In yesterday’s Observer there was Vanessa Thorpe noting that, predictably, the 2012 London “cultural Olympics” has its regular star:
This country may be the birthplace of Chaucer, Milton, Austen, the Brontë sisters and Dickens, but Britain has only one dominant calling card on the global cultural scene: William Shakespeare. It is now clear that the Bard and his works will loom large in the British arts festival that is planned to run alongside the Olympic Games in London next year.
It is a dozen paragraphs down before we reach the statutory “on the other hand”, and the usual gurus are trotted out to name-check Dickens, Chaucer and Austen.
So here’s a thought:
What about a Lost the Will to Live anti-fest Fest?
- Keep it cheap and cheerful!
- The local library hosts Chaucer’s General Prologue, read with accents and with back-projection of the characters from the Ellesmere Manuscript and from other sources.

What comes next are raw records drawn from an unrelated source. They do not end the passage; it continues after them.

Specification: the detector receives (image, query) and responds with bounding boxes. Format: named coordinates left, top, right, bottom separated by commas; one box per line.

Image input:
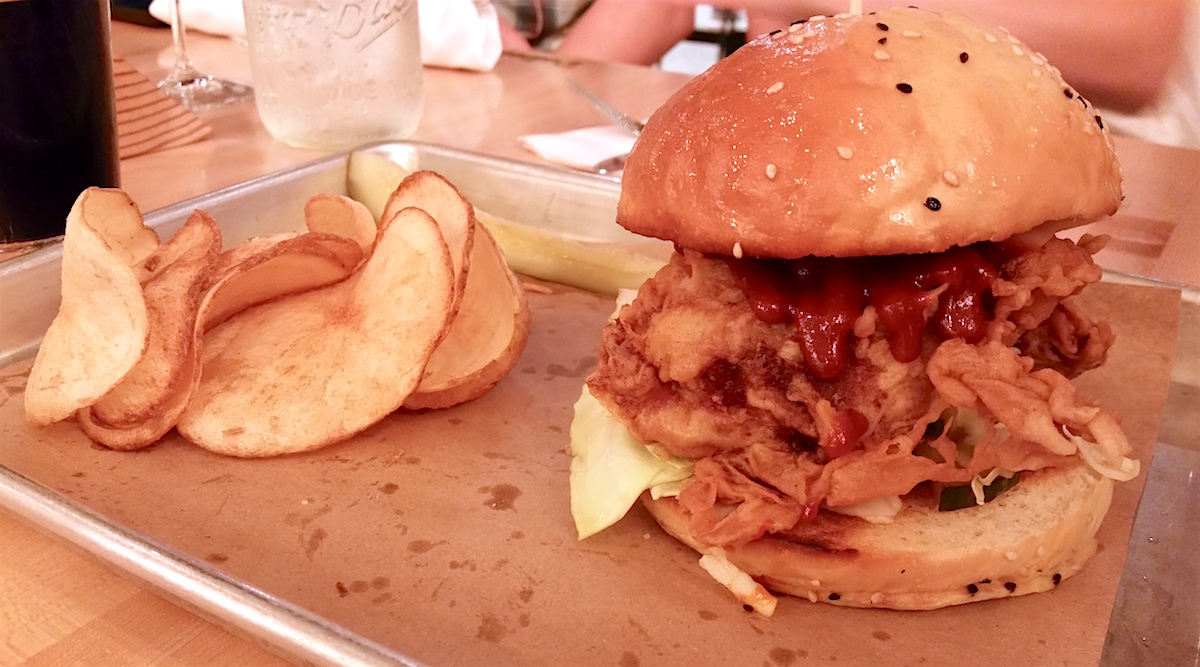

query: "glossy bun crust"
left=617, top=8, right=1121, bottom=258
left=642, top=463, right=1112, bottom=609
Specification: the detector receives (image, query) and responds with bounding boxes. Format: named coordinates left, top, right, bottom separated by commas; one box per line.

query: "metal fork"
left=566, top=76, right=646, bottom=175
left=566, top=77, right=646, bottom=134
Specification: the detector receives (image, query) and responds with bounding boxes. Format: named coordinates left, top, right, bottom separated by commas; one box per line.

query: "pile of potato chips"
left=25, top=172, right=529, bottom=457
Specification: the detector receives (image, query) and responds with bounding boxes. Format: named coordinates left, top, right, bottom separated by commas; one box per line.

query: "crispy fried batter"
left=588, top=239, right=1116, bottom=545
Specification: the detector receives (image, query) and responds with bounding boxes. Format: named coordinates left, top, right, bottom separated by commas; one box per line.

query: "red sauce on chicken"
left=726, top=244, right=1003, bottom=381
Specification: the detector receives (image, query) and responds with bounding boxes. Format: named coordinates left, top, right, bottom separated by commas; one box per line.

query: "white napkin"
left=520, top=125, right=637, bottom=170
left=150, top=0, right=503, bottom=72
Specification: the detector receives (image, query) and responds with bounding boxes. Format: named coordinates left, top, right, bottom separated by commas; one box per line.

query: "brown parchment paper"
left=0, top=279, right=1180, bottom=667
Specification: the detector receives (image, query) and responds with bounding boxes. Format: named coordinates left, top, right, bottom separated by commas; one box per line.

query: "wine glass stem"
left=170, top=0, right=199, bottom=82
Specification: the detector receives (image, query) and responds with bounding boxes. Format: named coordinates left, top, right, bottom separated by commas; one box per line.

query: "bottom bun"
left=642, top=463, right=1112, bottom=609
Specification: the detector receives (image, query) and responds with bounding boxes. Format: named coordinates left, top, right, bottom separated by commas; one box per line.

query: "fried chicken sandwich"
left=571, top=8, right=1138, bottom=609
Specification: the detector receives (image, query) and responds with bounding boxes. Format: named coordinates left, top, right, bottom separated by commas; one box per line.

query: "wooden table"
left=0, top=18, right=1200, bottom=666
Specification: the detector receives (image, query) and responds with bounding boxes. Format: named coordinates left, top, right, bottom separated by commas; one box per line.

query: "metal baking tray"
left=0, top=143, right=1200, bottom=666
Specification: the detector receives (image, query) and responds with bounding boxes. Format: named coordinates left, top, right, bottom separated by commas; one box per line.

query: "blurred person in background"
left=494, top=0, right=1200, bottom=149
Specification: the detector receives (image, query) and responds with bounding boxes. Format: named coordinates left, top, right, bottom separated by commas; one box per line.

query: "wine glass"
left=158, top=0, right=254, bottom=112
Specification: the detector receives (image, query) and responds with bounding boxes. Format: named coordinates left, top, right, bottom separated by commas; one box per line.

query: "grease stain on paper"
left=475, top=614, right=509, bottom=644
left=479, top=483, right=521, bottom=510
left=408, top=540, right=446, bottom=553
left=546, top=355, right=596, bottom=379
left=767, top=647, right=796, bottom=667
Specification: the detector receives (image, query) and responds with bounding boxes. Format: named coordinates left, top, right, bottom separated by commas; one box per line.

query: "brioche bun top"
left=617, top=8, right=1121, bottom=258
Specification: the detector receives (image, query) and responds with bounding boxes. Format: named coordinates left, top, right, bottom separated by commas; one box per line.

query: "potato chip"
left=304, top=194, right=377, bottom=256
left=176, top=208, right=455, bottom=456
left=379, top=172, right=475, bottom=312
left=200, top=232, right=362, bottom=329
left=346, top=145, right=419, bottom=220
left=25, top=188, right=158, bottom=425
left=84, top=211, right=221, bottom=449
left=404, top=226, right=529, bottom=409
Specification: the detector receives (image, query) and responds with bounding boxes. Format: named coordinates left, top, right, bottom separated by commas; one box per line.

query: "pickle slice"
left=937, top=473, right=1021, bottom=512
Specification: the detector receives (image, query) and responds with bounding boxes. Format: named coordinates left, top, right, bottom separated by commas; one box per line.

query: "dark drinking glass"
left=0, top=0, right=120, bottom=254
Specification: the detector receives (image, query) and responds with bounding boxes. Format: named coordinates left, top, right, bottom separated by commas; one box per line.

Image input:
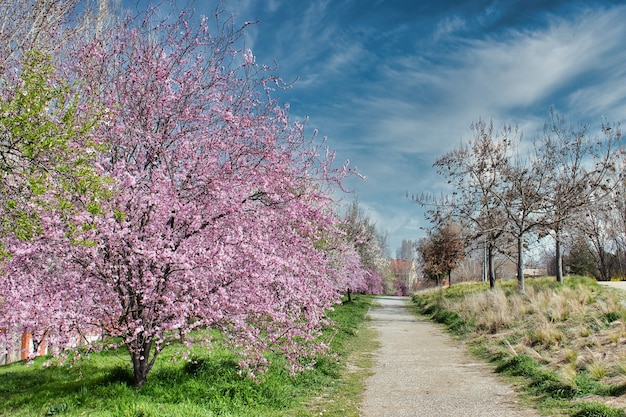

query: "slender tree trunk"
left=517, top=236, right=524, bottom=293
left=130, top=336, right=156, bottom=388
left=487, top=243, right=496, bottom=289
left=555, top=232, right=563, bottom=284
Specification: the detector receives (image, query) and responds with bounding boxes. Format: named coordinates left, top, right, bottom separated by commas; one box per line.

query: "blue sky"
left=133, top=0, right=626, bottom=254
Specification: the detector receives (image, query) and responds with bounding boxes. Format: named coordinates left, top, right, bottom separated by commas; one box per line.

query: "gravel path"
left=361, top=297, right=539, bottom=417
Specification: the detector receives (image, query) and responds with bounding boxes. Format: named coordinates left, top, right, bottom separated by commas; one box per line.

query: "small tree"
left=417, top=224, right=465, bottom=286
left=537, top=112, right=621, bottom=282
left=0, top=3, right=356, bottom=387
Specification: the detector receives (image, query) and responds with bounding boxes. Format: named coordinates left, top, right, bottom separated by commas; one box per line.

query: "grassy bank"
left=413, top=277, right=626, bottom=417
left=0, top=296, right=373, bottom=417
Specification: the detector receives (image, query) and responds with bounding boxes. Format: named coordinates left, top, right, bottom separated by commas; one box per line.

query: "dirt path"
left=361, top=297, right=539, bottom=417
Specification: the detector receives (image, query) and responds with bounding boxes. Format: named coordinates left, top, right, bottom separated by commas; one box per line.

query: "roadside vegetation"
left=0, top=295, right=375, bottom=417
left=413, top=277, right=626, bottom=417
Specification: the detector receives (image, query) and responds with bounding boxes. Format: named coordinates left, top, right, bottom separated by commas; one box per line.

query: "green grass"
left=413, top=277, right=626, bottom=417
left=0, top=296, right=373, bottom=417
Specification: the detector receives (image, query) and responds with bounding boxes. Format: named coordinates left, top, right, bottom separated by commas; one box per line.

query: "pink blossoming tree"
left=0, top=4, right=359, bottom=386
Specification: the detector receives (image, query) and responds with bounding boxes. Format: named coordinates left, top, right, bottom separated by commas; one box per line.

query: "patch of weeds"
left=572, top=403, right=626, bottom=417
left=496, top=355, right=579, bottom=399
left=46, top=403, right=70, bottom=416
left=602, top=311, right=622, bottom=325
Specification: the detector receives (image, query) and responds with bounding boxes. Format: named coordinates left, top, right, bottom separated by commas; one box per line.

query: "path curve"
left=361, top=297, right=539, bottom=417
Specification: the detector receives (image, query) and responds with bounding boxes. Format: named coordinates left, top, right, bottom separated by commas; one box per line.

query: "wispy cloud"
left=206, top=0, right=626, bottom=248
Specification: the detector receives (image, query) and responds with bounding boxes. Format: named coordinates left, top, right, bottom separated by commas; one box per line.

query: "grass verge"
left=413, top=277, right=626, bottom=417
left=0, top=296, right=373, bottom=417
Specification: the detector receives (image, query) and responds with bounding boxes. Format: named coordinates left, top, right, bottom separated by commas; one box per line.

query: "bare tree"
left=424, top=119, right=516, bottom=288
left=537, top=111, right=621, bottom=282
left=417, top=223, right=465, bottom=286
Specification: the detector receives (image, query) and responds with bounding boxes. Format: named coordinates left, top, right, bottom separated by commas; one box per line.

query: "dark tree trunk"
left=517, top=236, right=524, bottom=293
left=555, top=232, right=563, bottom=283
left=130, top=336, right=156, bottom=388
left=487, top=243, right=496, bottom=289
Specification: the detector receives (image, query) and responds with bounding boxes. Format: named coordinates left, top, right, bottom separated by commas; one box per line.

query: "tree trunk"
left=130, top=336, right=156, bottom=388
left=555, top=232, right=563, bottom=284
left=487, top=243, right=496, bottom=289
left=517, top=236, right=524, bottom=293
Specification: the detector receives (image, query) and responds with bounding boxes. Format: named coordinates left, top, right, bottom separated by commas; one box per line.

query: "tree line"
left=413, top=111, right=626, bottom=291
left=0, top=0, right=380, bottom=387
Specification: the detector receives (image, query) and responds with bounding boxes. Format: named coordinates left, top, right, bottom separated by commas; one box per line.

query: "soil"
left=361, top=297, right=539, bottom=417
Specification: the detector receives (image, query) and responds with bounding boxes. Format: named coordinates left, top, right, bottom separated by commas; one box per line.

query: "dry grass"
left=412, top=278, right=626, bottom=413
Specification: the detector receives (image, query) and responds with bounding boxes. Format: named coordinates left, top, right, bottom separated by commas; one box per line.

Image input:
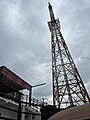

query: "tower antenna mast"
left=48, top=3, right=90, bottom=108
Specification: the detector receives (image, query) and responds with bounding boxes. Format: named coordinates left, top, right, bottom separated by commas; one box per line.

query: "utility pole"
left=48, top=3, right=90, bottom=108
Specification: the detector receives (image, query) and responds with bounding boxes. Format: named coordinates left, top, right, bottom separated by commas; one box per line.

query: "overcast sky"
left=0, top=0, right=90, bottom=102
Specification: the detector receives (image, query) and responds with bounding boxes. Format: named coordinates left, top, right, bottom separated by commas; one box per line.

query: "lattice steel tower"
left=48, top=3, right=90, bottom=108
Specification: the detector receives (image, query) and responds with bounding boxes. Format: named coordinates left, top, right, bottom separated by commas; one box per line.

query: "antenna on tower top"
left=48, top=3, right=90, bottom=108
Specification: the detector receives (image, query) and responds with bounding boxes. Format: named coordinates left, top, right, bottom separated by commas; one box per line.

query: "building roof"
left=0, top=66, right=32, bottom=93
left=48, top=103, right=90, bottom=120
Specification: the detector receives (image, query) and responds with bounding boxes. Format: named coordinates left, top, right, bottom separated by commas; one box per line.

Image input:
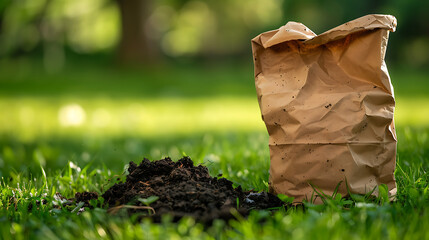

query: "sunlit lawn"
left=0, top=61, right=429, bottom=239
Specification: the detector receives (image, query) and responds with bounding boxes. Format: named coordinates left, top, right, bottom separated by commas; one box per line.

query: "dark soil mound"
left=102, top=157, right=283, bottom=222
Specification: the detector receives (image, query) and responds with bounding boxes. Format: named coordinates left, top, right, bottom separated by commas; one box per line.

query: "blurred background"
left=0, top=0, right=429, bottom=181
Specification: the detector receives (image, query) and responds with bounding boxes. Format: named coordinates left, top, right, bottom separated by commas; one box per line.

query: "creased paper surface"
left=252, top=15, right=396, bottom=201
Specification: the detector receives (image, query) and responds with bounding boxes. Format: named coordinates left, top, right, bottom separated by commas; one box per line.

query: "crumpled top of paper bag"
left=260, top=14, right=397, bottom=48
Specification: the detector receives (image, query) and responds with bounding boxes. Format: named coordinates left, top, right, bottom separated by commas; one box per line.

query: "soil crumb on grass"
left=98, top=157, right=284, bottom=222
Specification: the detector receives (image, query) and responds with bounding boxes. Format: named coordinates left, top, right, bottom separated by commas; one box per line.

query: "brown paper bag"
left=252, top=15, right=396, bottom=201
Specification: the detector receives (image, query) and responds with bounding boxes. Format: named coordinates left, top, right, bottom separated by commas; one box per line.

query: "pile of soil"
left=97, top=157, right=284, bottom=222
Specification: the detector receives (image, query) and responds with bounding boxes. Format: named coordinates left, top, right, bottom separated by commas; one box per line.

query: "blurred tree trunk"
left=116, top=0, right=158, bottom=64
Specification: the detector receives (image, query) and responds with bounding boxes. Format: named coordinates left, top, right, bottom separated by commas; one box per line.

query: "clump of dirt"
left=99, top=157, right=284, bottom=222
left=74, top=192, right=98, bottom=207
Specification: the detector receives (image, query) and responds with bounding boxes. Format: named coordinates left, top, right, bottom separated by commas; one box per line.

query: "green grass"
left=0, top=63, right=429, bottom=239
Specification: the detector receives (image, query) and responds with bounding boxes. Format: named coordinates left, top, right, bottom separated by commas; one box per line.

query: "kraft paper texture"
left=252, top=15, right=397, bottom=201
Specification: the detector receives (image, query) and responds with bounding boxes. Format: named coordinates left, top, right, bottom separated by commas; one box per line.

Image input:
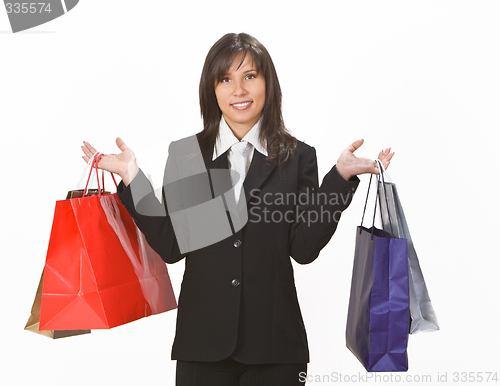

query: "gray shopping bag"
left=379, top=167, right=439, bottom=334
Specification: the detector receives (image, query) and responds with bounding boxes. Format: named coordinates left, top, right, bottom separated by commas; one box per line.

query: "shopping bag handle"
left=359, top=160, right=393, bottom=239
left=83, top=152, right=118, bottom=197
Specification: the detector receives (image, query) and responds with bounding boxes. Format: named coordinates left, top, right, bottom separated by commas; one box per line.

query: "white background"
left=0, top=0, right=500, bottom=385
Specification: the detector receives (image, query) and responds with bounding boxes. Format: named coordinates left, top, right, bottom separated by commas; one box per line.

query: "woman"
left=82, top=34, right=393, bottom=386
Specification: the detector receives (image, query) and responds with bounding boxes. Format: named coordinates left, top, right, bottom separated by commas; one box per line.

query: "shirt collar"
left=212, top=117, right=267, bottom=161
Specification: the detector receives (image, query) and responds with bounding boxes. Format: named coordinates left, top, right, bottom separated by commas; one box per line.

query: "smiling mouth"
left=231, top=101, right=253, bottom=110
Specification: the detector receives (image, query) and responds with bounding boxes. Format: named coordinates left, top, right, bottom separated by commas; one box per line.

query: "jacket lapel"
left=199, top=145, right=276, bottom=208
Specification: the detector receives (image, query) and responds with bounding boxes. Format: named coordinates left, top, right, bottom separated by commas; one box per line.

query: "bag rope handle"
left=83, top=152, right=118, bottom=197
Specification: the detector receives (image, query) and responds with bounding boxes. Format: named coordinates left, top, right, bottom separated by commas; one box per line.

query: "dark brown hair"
left=200, top=33, right=297, bottom=165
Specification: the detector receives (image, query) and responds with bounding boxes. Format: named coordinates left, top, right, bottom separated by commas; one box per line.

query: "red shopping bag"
left=40, top=157, right=177, bottom=330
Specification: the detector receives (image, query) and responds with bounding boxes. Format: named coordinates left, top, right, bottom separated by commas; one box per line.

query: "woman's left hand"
left=336, top=139, right=394, bottom=180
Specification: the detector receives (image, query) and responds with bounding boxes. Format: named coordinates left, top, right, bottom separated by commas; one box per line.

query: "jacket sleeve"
left=117, top=142, right=187, bottom=263
left=289, top=147, right=359, bottom=264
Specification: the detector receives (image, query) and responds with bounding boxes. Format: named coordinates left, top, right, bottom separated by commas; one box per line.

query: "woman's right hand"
left=82, top=137, right=139, bottom=185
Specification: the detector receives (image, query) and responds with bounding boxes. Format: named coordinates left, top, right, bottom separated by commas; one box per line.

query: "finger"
left=83, top=141, right=97, bottom=155
left=347, top=139, right=365, bottom=153
left=116, top=137, right=130, bottom=151
left=82, top=142, right=95, bottom=159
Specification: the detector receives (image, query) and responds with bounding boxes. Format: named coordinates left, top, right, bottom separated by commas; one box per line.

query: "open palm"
left=82, top=137, right=138, bottom=185
left=337, top=139, right=394, bottom=180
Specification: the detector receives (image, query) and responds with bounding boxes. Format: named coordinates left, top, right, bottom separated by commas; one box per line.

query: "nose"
left=233, top=80, right=247, bottom=96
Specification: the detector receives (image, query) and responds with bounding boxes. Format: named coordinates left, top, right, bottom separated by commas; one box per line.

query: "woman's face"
left=215, top=54, right=266, bottom=139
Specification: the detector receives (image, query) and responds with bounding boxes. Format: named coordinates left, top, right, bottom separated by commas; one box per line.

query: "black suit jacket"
left=118, top=134, right=359, bottom=364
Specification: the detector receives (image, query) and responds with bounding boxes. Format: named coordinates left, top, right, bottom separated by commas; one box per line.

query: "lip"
left=231, top=101, right=253, bottom=111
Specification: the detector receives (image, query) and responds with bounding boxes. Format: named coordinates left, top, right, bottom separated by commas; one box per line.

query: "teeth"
left=233, top=102, right=252, bottom=107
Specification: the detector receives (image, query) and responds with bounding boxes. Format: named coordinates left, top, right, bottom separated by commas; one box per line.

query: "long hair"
left=200, top=33, right=297, bottom=165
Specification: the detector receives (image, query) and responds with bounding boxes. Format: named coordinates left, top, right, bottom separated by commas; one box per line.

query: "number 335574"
left=5, top=3, right=51, bottom=13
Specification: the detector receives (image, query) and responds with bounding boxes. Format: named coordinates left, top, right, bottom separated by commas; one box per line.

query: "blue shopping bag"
left=346, top=164, right=410, bottom=372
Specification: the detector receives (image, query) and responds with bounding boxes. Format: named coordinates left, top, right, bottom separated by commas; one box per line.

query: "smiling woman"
left=83, top=34, right=393, bottom=386
left=215, top=54, right=266, bottom=140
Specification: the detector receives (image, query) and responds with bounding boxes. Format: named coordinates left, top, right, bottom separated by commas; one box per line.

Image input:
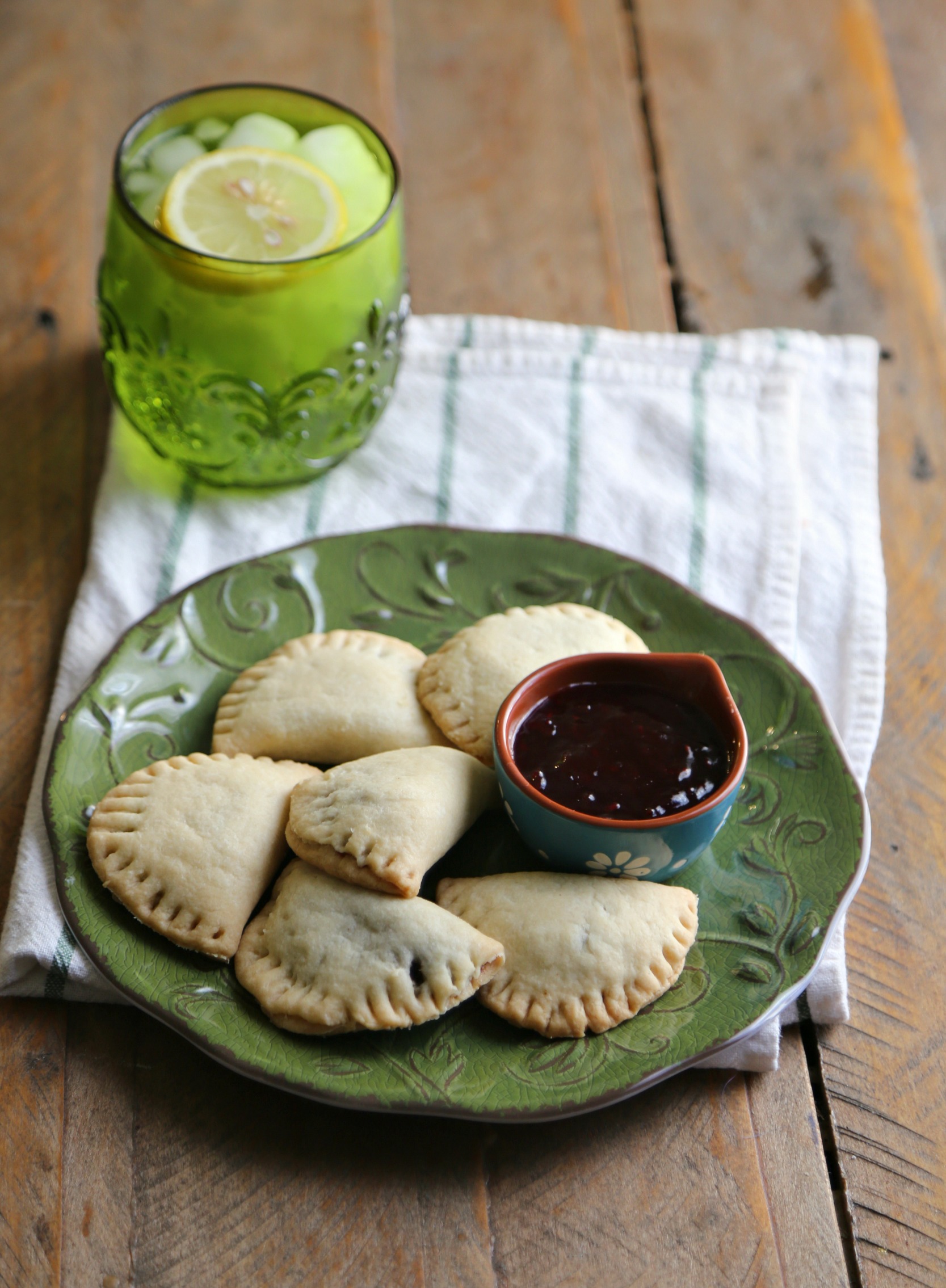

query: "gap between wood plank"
left=621, top=0, right=700, bottom=331
left=798, top=1009, right=864, bottom=1288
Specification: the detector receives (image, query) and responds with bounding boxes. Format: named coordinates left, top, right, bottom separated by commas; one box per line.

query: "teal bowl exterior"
left=494, top=752, right=742, bottom=881
left=493, top=653, right=749, bottom=881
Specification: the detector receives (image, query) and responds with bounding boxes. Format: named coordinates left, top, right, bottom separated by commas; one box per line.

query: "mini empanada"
left=286, top=747, right=499, bottom=899
left=234, top=860, right=503, bottom=1034
left=437, top=872, right=697, bottom=1038
left=214, top=631, right=447, bottom=765
left=418, top=604, right=647, bottom=765
left=86, top=752, right=321, bottom=958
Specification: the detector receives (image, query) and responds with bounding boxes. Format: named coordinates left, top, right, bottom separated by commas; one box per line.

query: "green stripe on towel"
left=43, top=925, right=76, bottom=1002
left=155, top=478, right=195, bottom=604
left=687, top=340, right=717, bottom=591
left=562, top=326, right=598, bottom=537
left=434, top=318, right=473, bottom=523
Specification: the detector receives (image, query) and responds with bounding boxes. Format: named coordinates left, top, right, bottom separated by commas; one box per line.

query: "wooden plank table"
left=0, top=0, right=946, bottom=1288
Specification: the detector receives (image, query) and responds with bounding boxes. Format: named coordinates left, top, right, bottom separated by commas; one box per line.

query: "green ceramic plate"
left=45, top=527, right=869, bottom=1119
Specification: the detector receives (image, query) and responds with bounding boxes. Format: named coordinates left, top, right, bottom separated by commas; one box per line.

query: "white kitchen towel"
left=0, top=317, right=885, bottom=1069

- Rostrum reading (with gestures) of non-Shakespearean texts. One might be the most stageable Marlowe — Doctor Faustus — with a walk-on by a local trollop, suitably unclad, as Helen launching a thousand ships and burning the topless towers of Ilium. Malcolm quite relishes the role of Mephistopheles for himself. With an optional extra: a screening of George Abbott’s update, Damn Yankees!
- Love poems which aren’t Sonnet 18. Bring out your Marvell, Clare, Barret Browning, whoever … Definitely suited to a pub, all comers welcome.
- Mister Men for the under Sevens, with coloured drinks and fairy cakes. Like a children’s party, but everyone gets to help clean up.
- Do it yourself rip-off of Richard Thompson’s 1,000 Years of Popular Music, perhaps in the form of Many Centuries of London Music.
- Cricketing poems? (or any other suitable sport). Railway poems and readings? Beer? An endless number of possible theme nights!
Every library, pub, leisure centre should be in on the act, in a true “Big Society” spirit.
Good grief! If Edinburgh can have an ever-expanding fringe, so can London for its one-of cultural olympiad.
Bring out your dead writers! And a few live ones, too.